This function determines the probability of having bounding effects in a scatter plot of of x and y based on the clustering of points at the upper edge of the scatter plot (Miti et al.2024). It tests the hypothesis of larger clustering at the upper bounds of a scatter plot against a null bivariate normal distribution with no bounding effect (random scatter at upper edges). It returns the probability (p-value) of the observed clustering given that it a realization of an unbounded bivariate normal distribution.
expl_boundary(x, y, shells =10, simulations =1000, plot =TRUE,...)
Arguments
x: A numeric vector of values for the independent variable.
y: A numeric vector of values for the response variable.
shells: A numeric value indicating the number of boundary peels (default is 10).
simulations: The number of simulations for the null bivariate normally distributed data sets used to test the hypothesis (default is 1000).

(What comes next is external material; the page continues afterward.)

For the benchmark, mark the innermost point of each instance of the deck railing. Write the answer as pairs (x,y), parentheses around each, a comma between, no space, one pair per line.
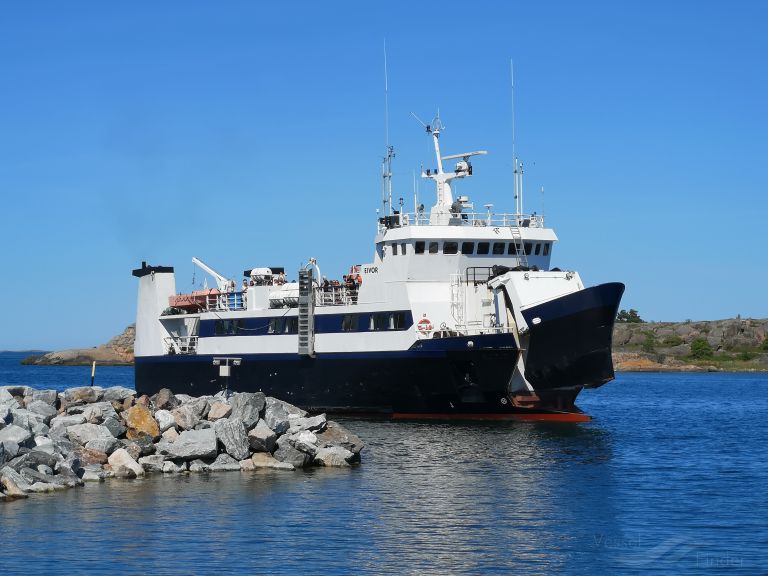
(502,220)
(335,296)
(181,344)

plot: If TRUE, a plot is part of the output. If FALSE, plot is not part of output (default is TRUE).
...: Additional graphical parameters as with the par() function.
Returns
A dataframe with the p-values of obtaining the observed standard deviation of the euclidean distances of vertices in the upper peels to the center of the dataset for the left and right sections of the dataset.
Details
It is recommended that any outlying observations, as identified by the bagplot() function of the aplpack package are removed from the data. This is also implemented in the simulation step in the expl_boundary() function.
Examples
x<-evapotranspiration$`ET(mm)`
y<-evapotranspiration$`yield(t/ha)`
expl_boundary(x,y,10,100)# recommendation is to set simulations to greater than 1000
References
Eddy, W. F. (1982). Convex hull peeling, COMPSTAT 1982-Part I: Proceedings in Computational Statistics, 42-47. Physica-Verlag, Vienna.
Miti. c., Milne. A. E., Giller. K. E. and Lark. R. M (2024). Exploration of data for analysis using boundary line methodology. Computers and Electronics in Agriculture 219 (2024) 108794.